I assume the optimization can only happen because local=param at all times (or the values are not subsequently accessed). The optimizer is being clever enough to spot that the memcpy doesn't result in different values for the parameter / local variable? So if we had "memcpy(&local, &param);" instead of my error-checking version, would this be removed by the optimizer, or executed (with &local == &param)?

Posted by Lawrence [MSFT] on 4/19/2010 at 4:27 PM
Hello Daniel,

I am the developer assigned to investigate this issue. Thank you for the more readable repro in your last post.    I will be referring to it when I describe the issue.

So this behavior is a result of the compiler inlining the function failOptimize which would then make the parameter param be a local variable. This would make param subject to optimizations; more specifically stack packing (an optimization that places local variables in the same stack address space to reduce stack space). This makes param and “local” share the same stack offset and so they would overlap. Based on the nature of the compiler this is by design for optimize builds.
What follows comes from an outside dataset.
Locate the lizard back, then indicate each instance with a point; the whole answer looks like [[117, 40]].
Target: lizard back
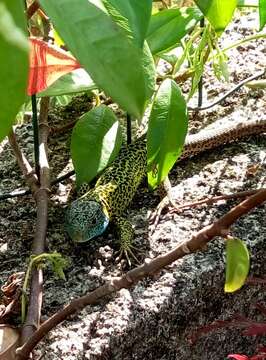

What is the nature of your program that you require the parameter and local variable to not overlap? A simple workaround is to prevent the function from being inlined or to wrap the function with #pragma optimize ( “”, off).

Thank you,
Lawrence Joel
Posted by Helen [MSFT] on 4/1/2010 at 8:34 PM
Thanks for your feedback.

We are rerouting this issue to the appropriate group within the Visual Studio Product Team for triage and resolution. These specialized experts will follow-up with your issue.

Thank you
Posted by BlueRaja on 4/1/2010 at 2:08 PM
sorry forgot to mention, also using VS 2008 SP1, XP Pro.
Posted by BlueRaja on 4/1/2010 at 2:06 PM
I can confirm this behavior. Here is a version I think makes the problem more clear:

void failOnOptimize(unsigned long param)
    unsigned long local = 0;
    char* localEnd = ((char*)&(local)) + sizeof(local);
    char* paramEnd = ((char*)&(param)) + sizeof(param);

    //Check for overlap
    if (localEnd < (char *)&(param) ||
        paramEnd < (char *)&(local))